Vikas Adam and the Long Darkness
At thirteen and a half hours, this is a substantial listen. Vikas Adam’s narration is one of the book’s significant assets. He handles the ensemble of characters, many with Belgian and European names that require sustained pronunciation accuracy, with the kind of consistency that builds listener trust over a long audiobook. His reading of the psychological deterioration passages is measured rather than theatrical, which is the right choice: the horror in this material is in the facts, not the delivery, and overplaying it would diminish the effect.
Walter Isaacson, who wrote the biographies of da Vinci and Jobs among others, called this an engrossing true horror story with research and storytelling that transforms real history into a classic thriller. Nathaniel Philbrick, whose own polar-adjacent work appears elsewhere in this catalog, praised it as one of the most gripping adventure stories he had read in years. The book deserves both descriptions.
Who Should Listen and Who Should Skip
This belongs on the short list of essential polar narrative nonfiction alongside Alfred Lansing’s Endurance and Hampton Sides’ In the Kingdom of Ice. Listeners who have read Galvin’s The Great Polar Fraud will find the Cook portrait here adding a significant dimension to that book’s later treatment of his North Pole fraud.
The content is dark in ways appropriate to the subject. If prolonged accounts of psychological deterioration, isolation-induced illness, and the specific depredations of Antarctic cold are not what you are looking for right now, this is a book to hold for another season. But if you want to understand what polar exploration actually cost the people who did it, this is among the best answers that literature can provide.
Frequently Asked Questions
Does the book explain why the Belgica expedition is not as well known as Shackleton’s Endurance mission?

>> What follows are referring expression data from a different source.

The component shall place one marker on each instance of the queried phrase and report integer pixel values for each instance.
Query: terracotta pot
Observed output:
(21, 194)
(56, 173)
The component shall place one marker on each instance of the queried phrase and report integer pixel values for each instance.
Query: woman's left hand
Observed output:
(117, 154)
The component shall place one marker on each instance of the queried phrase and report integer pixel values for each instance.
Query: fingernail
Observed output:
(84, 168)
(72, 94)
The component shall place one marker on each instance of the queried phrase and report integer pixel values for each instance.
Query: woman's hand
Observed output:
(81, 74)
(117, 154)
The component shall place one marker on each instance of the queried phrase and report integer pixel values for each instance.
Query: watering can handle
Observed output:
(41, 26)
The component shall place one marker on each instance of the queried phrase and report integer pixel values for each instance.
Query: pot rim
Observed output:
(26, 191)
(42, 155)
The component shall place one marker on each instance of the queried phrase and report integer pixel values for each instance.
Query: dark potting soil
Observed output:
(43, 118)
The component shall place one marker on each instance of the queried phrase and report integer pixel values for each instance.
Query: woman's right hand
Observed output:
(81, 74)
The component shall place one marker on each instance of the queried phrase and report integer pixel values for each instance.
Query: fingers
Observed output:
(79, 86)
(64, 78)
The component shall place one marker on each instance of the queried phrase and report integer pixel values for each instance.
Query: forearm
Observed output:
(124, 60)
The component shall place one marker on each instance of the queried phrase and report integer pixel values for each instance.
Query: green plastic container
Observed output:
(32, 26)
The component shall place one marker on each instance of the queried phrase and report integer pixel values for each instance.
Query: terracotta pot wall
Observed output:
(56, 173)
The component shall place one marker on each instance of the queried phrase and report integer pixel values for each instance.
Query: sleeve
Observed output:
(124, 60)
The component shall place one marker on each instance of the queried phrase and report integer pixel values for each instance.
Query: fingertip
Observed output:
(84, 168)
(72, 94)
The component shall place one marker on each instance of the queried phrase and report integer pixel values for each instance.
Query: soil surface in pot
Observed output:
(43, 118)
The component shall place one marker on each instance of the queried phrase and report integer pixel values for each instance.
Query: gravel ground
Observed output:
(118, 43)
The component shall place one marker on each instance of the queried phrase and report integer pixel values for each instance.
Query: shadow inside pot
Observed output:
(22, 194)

Sancton addresses this partly through the expedition’s outcome. Unlike Shackleton, who returned with all his men and generated enormous public narrative energy, the Belgica crew’s survival was less dramatic as a media story and the expedition had Belgian rather than British public backing its fame. The expedition’s significance to Antarctic history was recognized by experts but never translated into the popular mythology that Shackleton achieved.
Is the psychological deterioration material appropriate for all listeners, or does it become disturbing?
It is disturbing in places, deliberately so. The crew’s mental collapse is documented through their own diaries and the ship’s logs, and Sancton does not soften the specifics. Listeners who are sensitive to extended accounts of mental illness, paranoia, and isolation-induced breakdown should approach with that awareness.
How does Sancton handle Frederick Cook given that Cook was later discredited as a fraud?
With considerable nuance. Cook’s heroism on the Belgica is presented as genuine, and his later fraud does not retroactively invalidate what he achieved in 1897. Sancton is careful not to reduce Cook to his later disgrace, which makes the portrait more complex and more honest than a simpler condemnation would be.
Does the book require any prior knowledge of Amundsen’s later career to appreciate the Belgica narrative?
No, but knowing the broad outlines of Amundsen’s subsequent achievements adds a layer of dramatic significance to his time on the Belgica. The expedition functions fully as a story on its own terms, but listeners who know that the young first mate will eventually beat Scott to the South Pole will read his Belgica experience differently.